Maria turned to charge him, but Draven shoulder checked her and Marcus straight armed her. She didn’t go down, but she did stop. Indigo launched the third arrow. This time it sunk into her eye, stopping her.
For a long, triumphant moment, Eliana felt like time itself had pulled to a stop.
Staggering backwards, her face slack, Maria couldn’t seem to process what was happening to her. Fire turned and looked at Indigo. They all did. She really was every bit as frightening as Maria. Eliana moved on Maria, but stopped when another arrow ripped through the air and hit the exact spot where Maria’s heart should be.
The arrow smashed against her bones, though, the tip crushing like a bullet hitting a steel wall, the shaft shattering in the middle.
With no other options left, Eliana dug the grenade out of her pocket, pulled the pin and charged her. With all her might, she jammed that little green pineapple into Maria’s mouth and prayed it was enough. A dozen teeth broke in the process, but Eliana didn’t care because she only had this one shot.
The grenade barely fit, but her jaw was cranked open and the explosive was lodged in there.
Stumbling backwards, single eye flashed wide and gagging at the multiple intrusions, Maria reached up to take it out of her mouth. That’s when Ice rushed in and palm-struck the end of the grenade. He nailed it square on the filler plug, jamming the mini bomb deeper
inside her mouth.
Head snapped back, bucking, convulsing, choking, the hybrid faltered, her legs weak, her arms slack at her side.
With the arrow sticking out of her eye, with the wet, gulping sounds she was making, it seemed like she was done for.
But she wasn’t.
Isadoro grabbed her shirt, flung her around and shoved her toward the opening in the side of the wall. She was too heavy though. It looked like he was wrestling five hundred pounds of sand in a one hundred pound frame.
Maria was close enough to the edge that Eliana dropped and spun into a side kick, the distance, body mechanics and power on point. This was one of the most brutal kicks in her arsenal, which was why it was her favorite. She connected with the woman’s torso, just below her chest, but Maria was unnaturally dense, her bones too condensed for a shot like that to send her sailing out into the open air.

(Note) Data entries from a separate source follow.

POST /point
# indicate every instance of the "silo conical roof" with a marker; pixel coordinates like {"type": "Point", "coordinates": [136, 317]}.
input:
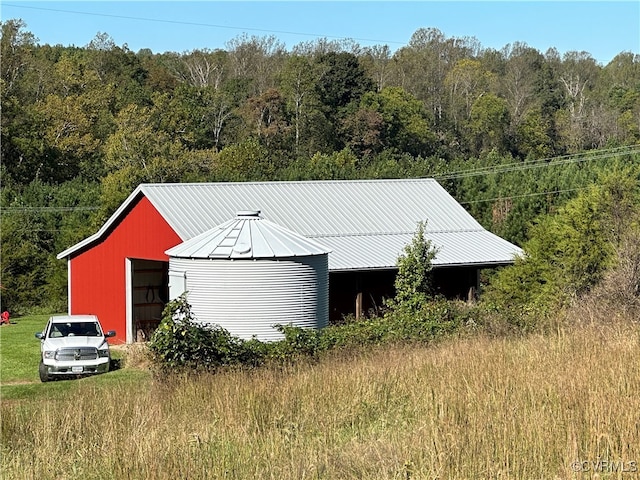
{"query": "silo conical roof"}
{"type": "Point", "coordinates": [248, 235]}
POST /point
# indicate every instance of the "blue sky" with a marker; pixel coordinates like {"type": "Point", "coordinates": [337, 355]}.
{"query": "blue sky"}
{"type": "Point", "coordinates": [602, 29]}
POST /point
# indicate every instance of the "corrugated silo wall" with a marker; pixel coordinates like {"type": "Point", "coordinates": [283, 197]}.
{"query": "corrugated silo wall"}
{"type": "Point", "coordinates": [248, 297]}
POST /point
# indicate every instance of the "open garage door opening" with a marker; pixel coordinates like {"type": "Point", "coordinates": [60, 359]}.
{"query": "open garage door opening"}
{"type": "Point", "coordinates": [148, 294]}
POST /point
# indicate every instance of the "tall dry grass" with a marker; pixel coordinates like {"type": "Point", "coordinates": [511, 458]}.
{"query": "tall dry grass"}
{"type": "Point", "coordinates": [522, 408]}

Knocked back only a foot, there was still two feet to go and the grenade was about to blow her head off and kill half the people in the room.
“Run!” Marcus screamed.
Chapter Twenty-Six
Four guys snuck up on the house, saw a gathering of women casually talking by candlelight. Apparently they were waiting up for the men. Tim and the guys did some reconnaissance, circling the house, seeing it filled with activity. One woman in another room was reading by candlelight, while one of the guys was just laying on one of the beds next to yet another woman. The man had a military look about him; his woman had a bob black haircut and she looked smitten.
He grabbed one of the guys, he thought it might be Paul, then said, “Spread out. I’ll head in the back door, you guys give a whistle if you hear something. Everyone clear?”
He got three nods and a “Roger that.”